A bit of Climbers, first blogged under the title “Lay Down Yr Weary Tune” to mark the passing of the Sony Walkman in 2010. Repeated here because it’s how I feel today–
My knee had begun to hurt again, and it felt stiff when I got out of bed; but effort seemed to ease it, so I took increasingly to the rocks behind Sankey’s house. There, a cheerful lad called “Red Haired Neil” to distinguish him from some other Neil who no longer lived locally, showed me how to solo with a Sony Walkman.
“Go on. Try it. Here.”
It was like discovering electricity.
“The big hazard at this crag is still falling in the dogshit,” said Neil;
but as long as I had the Walkman on I was invulnerable. I could thrive on risk. I played Brian Adams, “Straight From the Heart”: my intuition astonished me. I played Bruce Springsteen, “Ramrod”: problems succumbed so easily I was filled with energy. I played ZZ Top, “Deguello”: my aggression seemed endless. The music fell obliquely across the rock, illuminating it like a new wavelength of light to reveal brand new ways of climbing. It was still possible to be outfaced: but, burning magic fuels, I would know the end of the day had come only when my fingers let go of their own accord: I would look up suddenly, dazed with fatigue, adrenalin and rock-and-roll, to see headlights sweeping down Holme Moss and into the valley. My arms were grey with cold, the elbow joints painful from repeated pulling up, the fingertips sore and caked with chalk. Only then would I change back into my Nike shoes, turn the music up louder to combat a sudden sense of depression, and, shivering, walk down past Sankey’s cottage where the FOR SALE board had been up for a month.
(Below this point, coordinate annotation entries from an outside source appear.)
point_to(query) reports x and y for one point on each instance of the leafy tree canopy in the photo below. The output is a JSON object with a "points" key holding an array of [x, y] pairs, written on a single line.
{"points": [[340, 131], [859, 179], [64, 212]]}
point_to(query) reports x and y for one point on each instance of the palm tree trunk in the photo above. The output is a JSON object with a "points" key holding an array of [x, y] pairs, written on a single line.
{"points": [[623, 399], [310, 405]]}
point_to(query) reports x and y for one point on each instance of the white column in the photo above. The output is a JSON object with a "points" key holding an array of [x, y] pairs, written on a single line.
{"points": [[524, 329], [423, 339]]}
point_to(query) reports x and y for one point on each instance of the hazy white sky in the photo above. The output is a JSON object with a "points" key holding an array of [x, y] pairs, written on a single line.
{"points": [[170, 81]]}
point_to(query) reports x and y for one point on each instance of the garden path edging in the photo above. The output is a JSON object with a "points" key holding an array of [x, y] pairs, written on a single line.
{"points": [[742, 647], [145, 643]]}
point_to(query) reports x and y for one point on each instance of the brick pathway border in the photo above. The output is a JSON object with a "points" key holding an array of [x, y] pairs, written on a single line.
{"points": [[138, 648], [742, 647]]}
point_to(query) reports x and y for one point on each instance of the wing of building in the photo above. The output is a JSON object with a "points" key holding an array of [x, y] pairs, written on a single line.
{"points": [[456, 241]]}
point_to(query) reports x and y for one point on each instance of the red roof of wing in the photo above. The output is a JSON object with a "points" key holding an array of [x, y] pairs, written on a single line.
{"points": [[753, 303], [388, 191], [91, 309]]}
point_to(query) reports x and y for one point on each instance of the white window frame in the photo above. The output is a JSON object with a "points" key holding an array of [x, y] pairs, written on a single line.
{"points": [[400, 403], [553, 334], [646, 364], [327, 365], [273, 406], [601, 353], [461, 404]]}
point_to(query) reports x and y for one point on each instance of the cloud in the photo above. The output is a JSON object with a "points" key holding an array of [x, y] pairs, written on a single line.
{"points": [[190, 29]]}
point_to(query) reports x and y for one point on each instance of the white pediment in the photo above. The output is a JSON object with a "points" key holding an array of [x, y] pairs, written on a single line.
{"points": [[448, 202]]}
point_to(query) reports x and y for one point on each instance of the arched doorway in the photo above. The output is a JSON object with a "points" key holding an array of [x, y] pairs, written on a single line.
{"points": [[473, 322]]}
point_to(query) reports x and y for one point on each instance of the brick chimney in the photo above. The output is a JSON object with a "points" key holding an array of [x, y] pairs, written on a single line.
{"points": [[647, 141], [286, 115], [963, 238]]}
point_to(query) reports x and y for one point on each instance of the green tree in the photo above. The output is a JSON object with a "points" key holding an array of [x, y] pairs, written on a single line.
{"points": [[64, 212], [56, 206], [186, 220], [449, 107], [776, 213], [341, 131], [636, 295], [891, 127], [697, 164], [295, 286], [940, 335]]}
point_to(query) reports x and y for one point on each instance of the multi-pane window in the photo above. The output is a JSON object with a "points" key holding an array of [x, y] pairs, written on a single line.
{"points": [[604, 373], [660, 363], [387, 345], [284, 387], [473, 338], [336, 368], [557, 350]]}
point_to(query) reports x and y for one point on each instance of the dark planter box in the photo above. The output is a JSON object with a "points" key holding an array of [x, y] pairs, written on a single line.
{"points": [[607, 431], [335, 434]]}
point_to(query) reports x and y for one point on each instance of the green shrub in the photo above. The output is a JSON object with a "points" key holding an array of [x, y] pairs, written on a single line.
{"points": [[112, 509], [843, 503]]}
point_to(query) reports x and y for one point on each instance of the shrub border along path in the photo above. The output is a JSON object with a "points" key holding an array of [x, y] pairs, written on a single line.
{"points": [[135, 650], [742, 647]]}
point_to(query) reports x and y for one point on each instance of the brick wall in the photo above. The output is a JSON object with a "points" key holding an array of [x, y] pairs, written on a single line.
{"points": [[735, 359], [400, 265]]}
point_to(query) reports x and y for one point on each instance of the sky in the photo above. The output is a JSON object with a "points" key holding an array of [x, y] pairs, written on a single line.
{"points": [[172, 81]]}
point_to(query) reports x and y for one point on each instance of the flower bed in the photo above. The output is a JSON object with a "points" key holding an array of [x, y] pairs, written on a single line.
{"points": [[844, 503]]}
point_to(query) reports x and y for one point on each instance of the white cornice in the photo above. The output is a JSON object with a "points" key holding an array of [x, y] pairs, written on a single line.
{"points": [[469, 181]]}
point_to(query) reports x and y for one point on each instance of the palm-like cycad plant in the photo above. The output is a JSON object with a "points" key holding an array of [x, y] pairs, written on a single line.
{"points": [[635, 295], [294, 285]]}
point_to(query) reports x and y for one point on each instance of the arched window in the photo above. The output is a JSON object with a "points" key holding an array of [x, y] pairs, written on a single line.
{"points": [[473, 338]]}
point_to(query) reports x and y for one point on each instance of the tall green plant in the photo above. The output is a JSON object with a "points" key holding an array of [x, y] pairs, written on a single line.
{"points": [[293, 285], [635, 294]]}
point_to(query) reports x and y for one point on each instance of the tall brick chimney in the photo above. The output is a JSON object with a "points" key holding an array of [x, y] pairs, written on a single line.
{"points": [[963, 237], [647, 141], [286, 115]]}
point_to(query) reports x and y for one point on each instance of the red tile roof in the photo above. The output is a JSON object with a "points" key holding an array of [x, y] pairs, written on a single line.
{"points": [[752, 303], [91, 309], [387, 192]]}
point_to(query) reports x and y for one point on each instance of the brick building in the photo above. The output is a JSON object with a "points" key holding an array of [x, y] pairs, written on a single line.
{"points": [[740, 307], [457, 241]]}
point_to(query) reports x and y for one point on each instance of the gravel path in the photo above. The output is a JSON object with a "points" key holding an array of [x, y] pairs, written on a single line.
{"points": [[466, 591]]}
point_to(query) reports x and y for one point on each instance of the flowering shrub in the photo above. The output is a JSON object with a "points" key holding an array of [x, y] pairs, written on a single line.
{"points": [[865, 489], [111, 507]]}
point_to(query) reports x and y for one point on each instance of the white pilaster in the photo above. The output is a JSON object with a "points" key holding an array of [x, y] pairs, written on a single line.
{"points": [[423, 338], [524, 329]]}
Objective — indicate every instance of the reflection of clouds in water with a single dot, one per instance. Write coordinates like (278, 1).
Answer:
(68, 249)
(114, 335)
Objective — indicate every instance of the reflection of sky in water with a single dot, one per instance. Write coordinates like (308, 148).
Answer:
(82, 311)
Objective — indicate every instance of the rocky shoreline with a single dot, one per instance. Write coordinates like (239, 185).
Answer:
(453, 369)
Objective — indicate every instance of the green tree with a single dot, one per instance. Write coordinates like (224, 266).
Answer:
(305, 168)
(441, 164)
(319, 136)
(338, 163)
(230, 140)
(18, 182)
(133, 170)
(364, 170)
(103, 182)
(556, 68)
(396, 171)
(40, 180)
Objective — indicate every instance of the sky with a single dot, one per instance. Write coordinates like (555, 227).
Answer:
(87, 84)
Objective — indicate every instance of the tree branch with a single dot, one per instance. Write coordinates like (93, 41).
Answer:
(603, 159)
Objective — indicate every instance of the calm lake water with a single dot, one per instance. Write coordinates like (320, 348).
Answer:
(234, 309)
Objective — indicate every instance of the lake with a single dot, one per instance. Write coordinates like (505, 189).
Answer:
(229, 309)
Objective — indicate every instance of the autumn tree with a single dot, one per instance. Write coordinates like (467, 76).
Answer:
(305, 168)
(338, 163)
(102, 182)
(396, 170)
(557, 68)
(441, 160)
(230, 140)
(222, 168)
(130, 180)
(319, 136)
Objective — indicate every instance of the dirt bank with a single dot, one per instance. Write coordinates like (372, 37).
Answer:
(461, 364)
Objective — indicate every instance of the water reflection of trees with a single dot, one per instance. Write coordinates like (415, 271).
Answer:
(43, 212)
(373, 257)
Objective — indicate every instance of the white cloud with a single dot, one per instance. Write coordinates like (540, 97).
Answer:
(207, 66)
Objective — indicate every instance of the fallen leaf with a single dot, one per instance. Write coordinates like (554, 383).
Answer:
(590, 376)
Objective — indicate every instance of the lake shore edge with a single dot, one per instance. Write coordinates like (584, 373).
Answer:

I never saw anyone viewing it.
The front room curtains were down and all his furniture had gone: but you could see scattered across the bare floor the Subaru catalogues he had been poring over the month he died.
Towards the end of that fortnight the weather became strange and undependable. Above the Holme Moss transmitter you could see alternating bands of weak sunshine and low thick cloud; shifts of pressure pumped them down from the plateau one after the other to give first a cold wind then a blue sky that seemed warmer than it was. Resting for a moment at the top of some problem, I would watch the late sun burning the bare trees and mill chimneys, igniting the windows of the double-glazed barn-conversions all the way to Greenfield. One minute things swam in light; the next they were flat and wintered, ordinary.
“It cuts like a knife,” whispered the Walkman: “But it feels so right.”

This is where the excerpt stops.